His eyes darkened. But perhaps he could tell that there was more to come.

“But we are speaking hypothetically. I don’t think I would do it in truth unless one thing were true.”

“Yes?”

“I would have to trust the man.”

His fingers came to a standstill on her throat. His eyes sought hers. For a long, fraught moment, he didn’t say anything. He didn’t protest. He didn’t demand an explanation. He didn’t erupt in anger.

Instead, ever so slowly, his mouth tilted up in a sardonic smile. “Well.” He spoke quietly. “That rather rules me out.”

She hadn’t known she was holding her breath until she let it out. “Yes. It does.”

“Just as well,” he returned. “I wouldn’t like you half so much if you let yourself spin breathless fantasies about me.”

Oh, she’d spun breathless fantasies. She was spinning one now, damning herself for having good sense when she could be getting a proper kiss instead. Later, she’d think back on this moment and imagine a thousand different endings.

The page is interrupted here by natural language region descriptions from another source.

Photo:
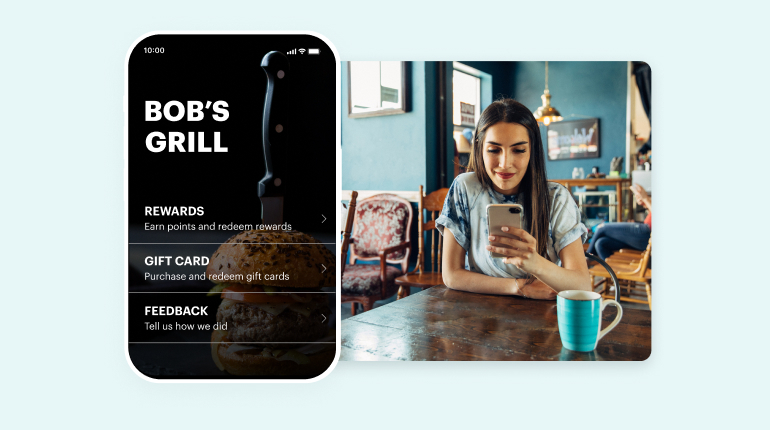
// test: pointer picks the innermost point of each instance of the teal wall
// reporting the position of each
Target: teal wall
(501, 73)
(386, 152)
(590, 88)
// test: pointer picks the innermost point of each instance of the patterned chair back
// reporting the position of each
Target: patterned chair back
(381, 221)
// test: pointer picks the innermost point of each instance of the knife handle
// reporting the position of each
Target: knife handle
(274, 124)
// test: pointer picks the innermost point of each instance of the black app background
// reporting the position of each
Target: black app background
(211, 68)
(227, 67)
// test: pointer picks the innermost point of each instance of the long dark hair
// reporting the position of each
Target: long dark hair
(534, 185)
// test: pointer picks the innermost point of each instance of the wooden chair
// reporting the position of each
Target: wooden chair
(380, 233)
(347, 226)
(631, 273)
(419, 277)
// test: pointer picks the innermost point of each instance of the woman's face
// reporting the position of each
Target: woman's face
(506, 150)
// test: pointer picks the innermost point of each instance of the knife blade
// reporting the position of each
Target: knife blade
(271, 187)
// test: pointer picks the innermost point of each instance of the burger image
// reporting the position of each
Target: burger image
(272, 304)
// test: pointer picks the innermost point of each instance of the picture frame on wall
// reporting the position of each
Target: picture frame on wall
(575, 139)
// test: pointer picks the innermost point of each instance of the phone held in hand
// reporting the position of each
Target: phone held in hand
(499, 216)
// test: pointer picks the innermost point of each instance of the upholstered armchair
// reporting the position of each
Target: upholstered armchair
(380, 233)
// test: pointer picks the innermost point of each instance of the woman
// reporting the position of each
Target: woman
(507, 165)
(610, 237)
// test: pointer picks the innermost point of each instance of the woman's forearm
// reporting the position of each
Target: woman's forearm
(560, 279)
(465, 280)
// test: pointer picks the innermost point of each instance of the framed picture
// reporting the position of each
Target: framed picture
(377, 88)
(569, 140)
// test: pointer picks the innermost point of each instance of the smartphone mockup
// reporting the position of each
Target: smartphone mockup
(499, 216)
(231, 145)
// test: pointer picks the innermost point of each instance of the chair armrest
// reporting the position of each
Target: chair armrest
(387, 251)
(383, 261)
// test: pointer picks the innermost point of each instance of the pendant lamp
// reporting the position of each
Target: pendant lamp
(547, 113)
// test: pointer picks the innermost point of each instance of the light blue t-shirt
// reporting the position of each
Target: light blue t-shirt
(464, 214)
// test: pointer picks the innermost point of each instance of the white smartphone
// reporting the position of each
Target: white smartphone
(503, 215)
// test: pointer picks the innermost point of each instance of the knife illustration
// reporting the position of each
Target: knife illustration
(271, 187)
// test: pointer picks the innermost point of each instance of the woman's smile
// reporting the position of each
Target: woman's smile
(506, 156)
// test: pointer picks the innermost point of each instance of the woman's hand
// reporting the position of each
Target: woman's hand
(523, 252)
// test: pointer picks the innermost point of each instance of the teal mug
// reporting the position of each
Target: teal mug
(580, 319)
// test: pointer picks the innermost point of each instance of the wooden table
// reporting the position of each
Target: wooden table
(618, 183)
(443, 324)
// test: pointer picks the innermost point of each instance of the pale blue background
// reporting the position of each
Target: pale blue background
(61, 194)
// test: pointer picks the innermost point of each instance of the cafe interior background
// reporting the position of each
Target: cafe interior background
(407, 130)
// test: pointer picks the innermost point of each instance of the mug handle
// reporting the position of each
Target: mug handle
(617, 318)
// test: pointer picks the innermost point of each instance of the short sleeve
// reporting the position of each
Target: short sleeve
(566, 226)
(455, 214)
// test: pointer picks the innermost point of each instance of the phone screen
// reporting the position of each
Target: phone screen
(499, 216)
(231, 153)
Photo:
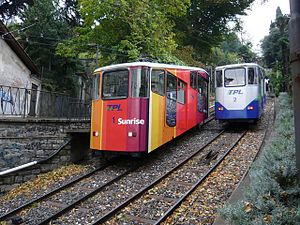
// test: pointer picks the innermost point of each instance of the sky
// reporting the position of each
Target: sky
(259, 18)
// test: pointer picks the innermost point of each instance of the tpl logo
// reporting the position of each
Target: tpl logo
(235, 92)
(114, 107)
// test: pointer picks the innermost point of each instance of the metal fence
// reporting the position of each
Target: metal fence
(23, 102)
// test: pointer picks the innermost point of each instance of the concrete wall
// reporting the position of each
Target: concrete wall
(13, 72)
(26, 140)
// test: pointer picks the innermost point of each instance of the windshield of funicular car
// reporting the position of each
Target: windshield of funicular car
(234, 77)
(115, 84)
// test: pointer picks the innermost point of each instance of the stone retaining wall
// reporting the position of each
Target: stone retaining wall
(26, 140)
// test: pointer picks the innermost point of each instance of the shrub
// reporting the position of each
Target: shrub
(274, 194)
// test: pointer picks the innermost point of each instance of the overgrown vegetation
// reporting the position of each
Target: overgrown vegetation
(274, 194)
(275, 49)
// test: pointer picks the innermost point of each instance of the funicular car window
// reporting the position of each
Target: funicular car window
(140, 83)
(181, 89)
(193, 80)
(202, 94)
(96, 87)
(235, 77)
(252, 76)
(158, 82)
(219, 79)
(171, 100)
(115, 84)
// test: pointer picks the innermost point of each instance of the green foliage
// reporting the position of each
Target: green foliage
(231, 51)
(206, 23)
(127, 30)
(40, 41)
(275, 49)
(160, 30)
(274, 194)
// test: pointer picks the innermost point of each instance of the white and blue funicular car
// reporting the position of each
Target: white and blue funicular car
(240, 92)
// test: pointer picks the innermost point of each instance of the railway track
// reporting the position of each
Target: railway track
(19, 214)
(205, 161)
(65, 215)
(13, 214)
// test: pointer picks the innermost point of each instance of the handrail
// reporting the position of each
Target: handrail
(27, 165)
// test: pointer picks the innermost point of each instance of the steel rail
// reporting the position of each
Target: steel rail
(89, 195)
(142, 191)
(177, 204)
(73, 181)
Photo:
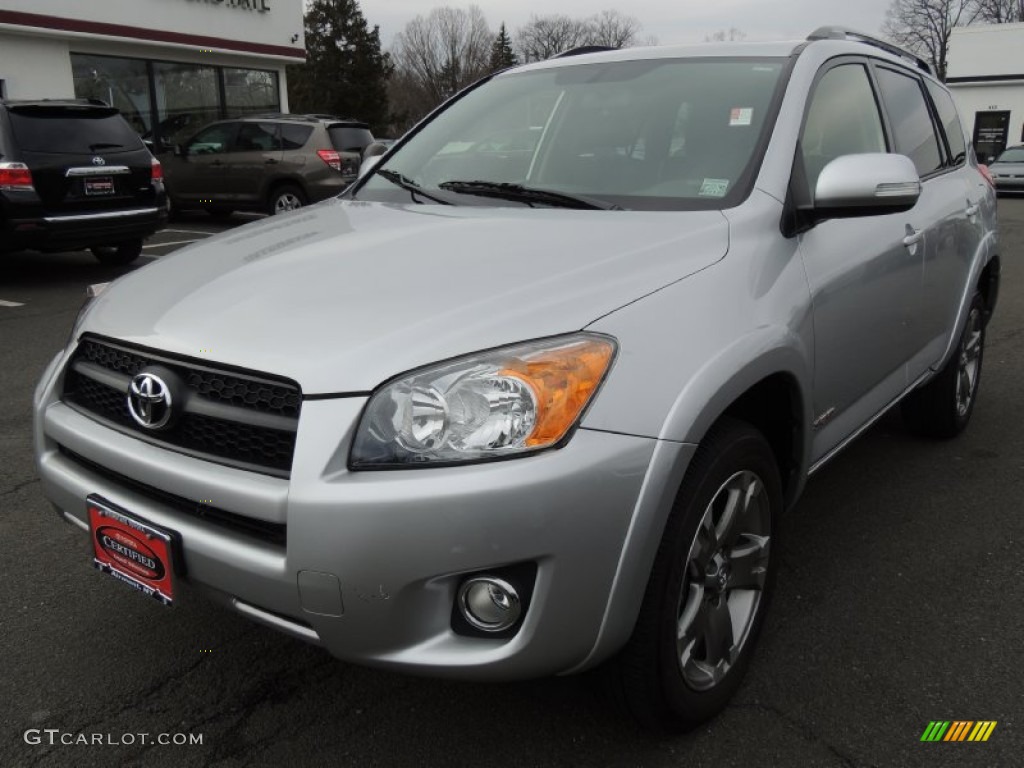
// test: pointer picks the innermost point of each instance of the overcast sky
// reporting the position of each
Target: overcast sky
(670, 20)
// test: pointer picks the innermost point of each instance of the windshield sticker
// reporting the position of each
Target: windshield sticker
(741, 116)
(714, 187)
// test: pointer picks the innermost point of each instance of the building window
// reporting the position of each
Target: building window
(167, 101)
(251, 91)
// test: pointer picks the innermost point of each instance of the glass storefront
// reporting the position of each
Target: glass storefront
(168, 101)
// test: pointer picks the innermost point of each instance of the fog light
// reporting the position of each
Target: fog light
(489, 604)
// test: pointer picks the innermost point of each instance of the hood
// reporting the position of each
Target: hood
(344, 295)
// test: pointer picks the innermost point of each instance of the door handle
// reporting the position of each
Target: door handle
(913, 237)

For now, she swallowed back all that ill-advised want. She smiled at him—teasingly, she hoped, with no limpid doe-eyed desire—and shrugged a shoulder. “Oh, look at that. I am coming up in the world. I have graduated from mild indifference to a moderate preference.”

But she couldn’t trust even that assertion on his part. He was charming, but he was a terrible scoundrel. And if he intended to seduce her… Well, he was doing a bang-up job of it. How she wished her foolish reason didn’t assert itself over her desire. She suspected he was the kind of bounder who could make her feel very, very good before he casually destroyed her life.